Nein, ich bin nicht Barbie Breakout, Schau, keine Tattoos an mir.

Als ich ihn dann endlich so weit hatte, dass er mich wohl verwechseln würde, sprach er mich auf meine Kolummne in der Sergej an…

Nein, ich bin auch nicht Biggy van Blond und die Sergej heisst seit geraumer Zeit Blu…. und falls Dir noch blonde Transen in Berlin einfallen, dann bin ich es, sodenn sie nicht Zoe heissen auch nicht.

Na sei es drum, den Vodka Redbull habe ich trotzdem gerne genommen. Ich sollte mir auch noch merken, dass er mir immer einen Drink ausgeben will, wenn ich ihn treffe – leider hab ich spontan vergessen, wie er aussieht – so ein Ärger für mich.

Egal, auch auf der Tanzfläche waren unsere Hasenohren kaum vor Mädels sicher, die sie gerne einmal ausprobieren wollten. Also, wer irgendwann einmal Kontakt zu Mädels sucht, der sollte mit Häschenohren ins Felix fahren.
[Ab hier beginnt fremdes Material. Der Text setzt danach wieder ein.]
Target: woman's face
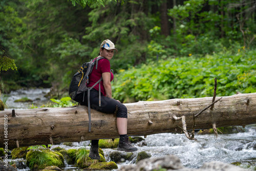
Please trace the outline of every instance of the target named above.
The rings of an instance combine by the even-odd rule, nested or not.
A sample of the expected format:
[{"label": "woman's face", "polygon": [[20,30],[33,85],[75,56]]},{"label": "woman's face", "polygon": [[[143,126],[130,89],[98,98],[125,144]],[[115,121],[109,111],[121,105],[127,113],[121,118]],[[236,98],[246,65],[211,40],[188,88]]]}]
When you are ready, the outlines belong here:
[{"label": "woman's face", "polygon": [[103,49],[102,50],[102,49],[100,49],[100,56],[104,57],[109,60],[111,59],[114,55],[114,49],[107,50]]}]

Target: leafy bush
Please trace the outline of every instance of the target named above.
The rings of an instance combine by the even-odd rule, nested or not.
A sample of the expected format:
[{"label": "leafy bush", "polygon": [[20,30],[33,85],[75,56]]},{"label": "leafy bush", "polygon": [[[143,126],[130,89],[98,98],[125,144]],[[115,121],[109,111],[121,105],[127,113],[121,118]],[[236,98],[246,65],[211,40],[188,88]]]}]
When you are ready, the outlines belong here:
[{"label": "leafy bush", "polygon": [[217,96],[255,92],[255,55],[242,47],[234,55],[227,51],[204,58],[169,58],[122,70],[113,98],[129,102],[212,96],[215,77]]}]

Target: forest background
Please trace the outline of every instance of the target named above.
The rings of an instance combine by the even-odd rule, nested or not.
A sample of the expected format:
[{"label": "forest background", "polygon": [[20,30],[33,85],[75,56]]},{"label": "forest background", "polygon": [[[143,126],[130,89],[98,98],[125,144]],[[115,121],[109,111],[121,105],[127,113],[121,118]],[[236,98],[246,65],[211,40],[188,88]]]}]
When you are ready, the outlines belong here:
[{"label": "forest background", "polygon": [[51,87],[110,39],[113,98],[123,102],[256,92],[256,1],[2,0],[2,93]]}]

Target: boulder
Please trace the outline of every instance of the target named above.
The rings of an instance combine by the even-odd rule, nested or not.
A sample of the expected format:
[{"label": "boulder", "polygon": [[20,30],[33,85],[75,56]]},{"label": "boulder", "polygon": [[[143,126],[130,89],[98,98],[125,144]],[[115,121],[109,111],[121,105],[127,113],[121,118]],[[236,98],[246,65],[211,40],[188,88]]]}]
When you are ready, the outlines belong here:
[{"label": "boulder", "polygon": [[143,151],[140,152],[138,153],[138,156],[137,157],[136,163],[138,163],[139,161],[140,161],[143,159],[145,159],[146,158],[149,158],[151,157],[151,155],[149,154],[146,153],[146,152]]},{"label": "boulder", "polygon": [[17,169],[8,163],[0,160],[0,170],[17,171]]},{"label": "boulder", "polygon": [[92,164],[88,168],[97,170],[112,170],[118,168],[117,165],[114,162],[97,163]]},{"label": "boulder", "polygon": [[49,148],[30,149],[27,154],[27,165],[32,170],[45,168],[55,165],[63,167],[64,158],[58,152],[53,152]]},{"label": "boulder", "polygon": [[111,161],[117,163],[125,162],[126,160],[132,160],[135,157],[133,155],[133,153],[121,152],[118,151],[110,153],[109,156]]}]

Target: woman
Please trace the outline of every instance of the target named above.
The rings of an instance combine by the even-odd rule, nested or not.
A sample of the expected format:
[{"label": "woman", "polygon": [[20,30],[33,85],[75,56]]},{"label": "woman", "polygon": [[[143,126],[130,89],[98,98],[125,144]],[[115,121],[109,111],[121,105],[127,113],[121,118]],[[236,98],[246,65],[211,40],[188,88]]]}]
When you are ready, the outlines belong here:
[{"label": "woman", "polygon": [[[114,55],[114,51],[117,51],[115,45],[110,40],[106,39],[102,41],[100,45],[99,56],[105,59],[99,60],[98,69],[94,66],[89,77],[89,83],[88,87],[92,87],[101,77],[102,80],[100,81],[100,92],[101,94],[101,104],[99,106],[99,84],[95,86],[90,91],[90,101],[91,107],[97,111],[107,114],[113,114],[118,109],[117,112],[116,124],[120,136],[119,143],[117,150],[125,152],[134,152],[138,149],[133,146],[129,140],[127,135],[127,113],[126,106],[119,100],[112,98],[112,91],[111,81],[114,78],[114,75],[111,72],[110,60]],[[87,93],[85,94],[86,95]],[[88,105],[87,97],[84,98],[84,101],[81,101],[81,105]],[[92,140],[89,157],[92,159],[100,159],[99,155],[99,140]]]}]

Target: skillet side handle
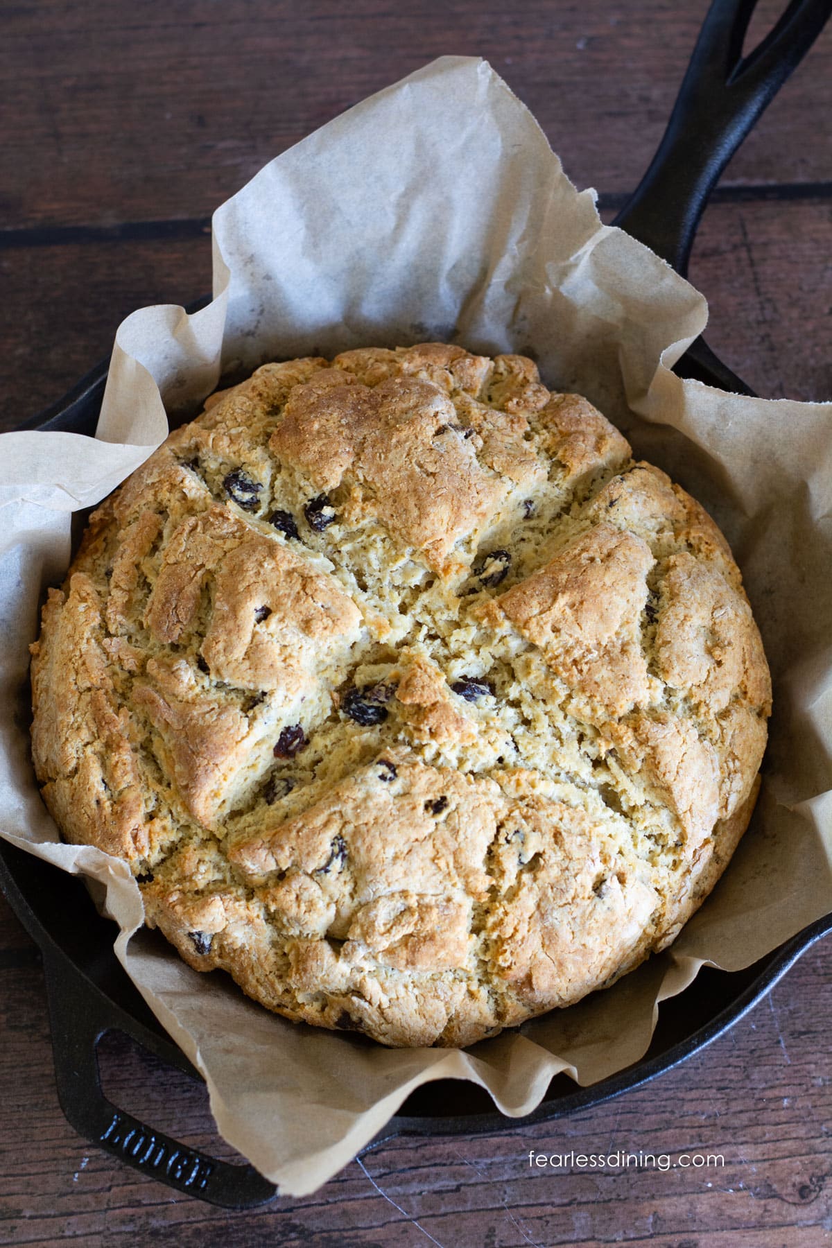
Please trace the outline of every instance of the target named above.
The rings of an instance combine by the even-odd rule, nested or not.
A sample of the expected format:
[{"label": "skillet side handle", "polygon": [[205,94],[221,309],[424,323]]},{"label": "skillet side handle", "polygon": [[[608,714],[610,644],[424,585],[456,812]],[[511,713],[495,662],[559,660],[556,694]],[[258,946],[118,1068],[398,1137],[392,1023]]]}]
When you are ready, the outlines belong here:
[{"label": "skillet side handle", "polygon": [[612,222],[682,277],[722,170],[832,15],[832,0],[791,0],[768,35],[742,56],[755,5],[712,0],[656,155]]},{"label": "skillet side handle", "polygon": [[119,1109],[104,1094],[97,1043],[107,1030],[96,1021],[97,1002],[80,976],[66,978],[57,958],[44,952],[57,1098],[67,1122],[112,1157],[177,1192],[241,1209],[264,1204],[277,1188],[253,1166],[232,1166],[188,1148]]}]

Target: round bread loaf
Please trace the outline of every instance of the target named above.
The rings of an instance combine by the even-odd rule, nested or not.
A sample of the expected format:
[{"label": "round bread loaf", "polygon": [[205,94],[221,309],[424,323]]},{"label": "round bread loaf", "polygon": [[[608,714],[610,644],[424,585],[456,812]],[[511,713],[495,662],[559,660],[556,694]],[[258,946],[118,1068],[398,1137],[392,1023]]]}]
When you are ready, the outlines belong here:
[{"label": "round bread loaf", "polygon": [[530,359],[266,364],[92,515],[32,646],[64,835],[269,1010],[470,1045],[666,946],[770,679],[706,512]]}]

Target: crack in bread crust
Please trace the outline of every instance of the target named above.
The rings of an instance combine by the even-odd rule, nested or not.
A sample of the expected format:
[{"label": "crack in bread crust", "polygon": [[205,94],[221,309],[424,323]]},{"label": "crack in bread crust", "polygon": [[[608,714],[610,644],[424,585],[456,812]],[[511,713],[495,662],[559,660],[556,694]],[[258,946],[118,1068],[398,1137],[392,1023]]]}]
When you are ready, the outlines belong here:
[{"label": "crack in bread crust", "polygon": [[530,359],[266,364],[91,517],[32,646],[62,834],[289,1018],[464,1046],[677,934],[756,799],[725,538]]}]

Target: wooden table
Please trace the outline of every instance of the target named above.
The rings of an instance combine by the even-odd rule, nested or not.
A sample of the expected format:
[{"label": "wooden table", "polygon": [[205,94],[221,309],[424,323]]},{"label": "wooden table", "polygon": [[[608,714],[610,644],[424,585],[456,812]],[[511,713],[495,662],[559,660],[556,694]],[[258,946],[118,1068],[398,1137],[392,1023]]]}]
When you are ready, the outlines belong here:
[{"label": "wooden table", "polygon": [[[762,2],[765,31],[782,4]],[[484,55],[610,211],[646,167],[706,0],[20,0],[0,12],[0,428],[54,402],[119,321],[210,288],[211,211],[269,157],[444,52]],[[832,31],[728,167],[694,252],[709,341],[760,393],[832,397]],[[0,1243],[773,1248],[832,1241],[832,942],[722,1040],[549,1127],[395,1139],[316,1196],[215,1209],[80,1139],[57,1104],[39,955],[0,900]],[[223,1152],[201,1085],[107,1042],[105,1086]],[[721,1153],[590,1172],[545,1153]],[[225,1149],[227,1154],[227,1149]]]}]

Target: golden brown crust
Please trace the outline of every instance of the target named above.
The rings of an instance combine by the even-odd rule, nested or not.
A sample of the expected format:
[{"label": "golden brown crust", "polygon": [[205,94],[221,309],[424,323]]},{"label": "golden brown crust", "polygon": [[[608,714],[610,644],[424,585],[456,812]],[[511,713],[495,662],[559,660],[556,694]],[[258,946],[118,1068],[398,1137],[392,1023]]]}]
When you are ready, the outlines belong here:
[{"label": "golden brown crust", "polygon": [[530,359],[266,364],[91,518],[32,646],[64,834],[291,1018],[468,1045],[674,938],[771,688],[710,517]]}]

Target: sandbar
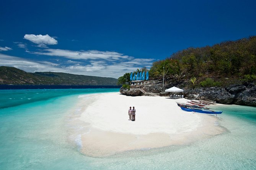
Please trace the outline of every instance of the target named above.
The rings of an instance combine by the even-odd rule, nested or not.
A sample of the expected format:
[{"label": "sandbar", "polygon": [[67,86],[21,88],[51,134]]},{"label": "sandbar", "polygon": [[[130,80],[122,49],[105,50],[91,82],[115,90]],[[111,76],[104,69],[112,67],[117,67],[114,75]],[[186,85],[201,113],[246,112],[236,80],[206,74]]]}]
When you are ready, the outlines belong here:
[{"label": "sandbar", "polygon": [[[80,126],[76,131],[80,136],[80,152],[105,157],[186,144],[223,133],[217,116],[183,111],[176,103],[186,100],[118,92],[86,96],[79,104],[81,114],[75,115],[76,125]],[[130,106],[137,111],[134,122],[128,120]]]}]

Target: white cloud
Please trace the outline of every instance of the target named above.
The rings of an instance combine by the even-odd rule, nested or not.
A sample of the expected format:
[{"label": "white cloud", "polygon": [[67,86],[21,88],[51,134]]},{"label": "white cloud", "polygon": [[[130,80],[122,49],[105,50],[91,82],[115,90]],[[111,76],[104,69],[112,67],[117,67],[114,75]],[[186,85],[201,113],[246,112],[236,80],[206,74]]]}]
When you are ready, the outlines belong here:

Das klappt 100 %ig

Das brachte mich dann auch zu einem zweiten Vodka Redbull, den mir ein Mädel ausgeben wollte, nur um eine Minute lang meine Öhrchen tragen zu können. Sie war davon auch nicht abzubringen und ich habe gerne mit ihr angestoßen und ein Bildchen gemacht.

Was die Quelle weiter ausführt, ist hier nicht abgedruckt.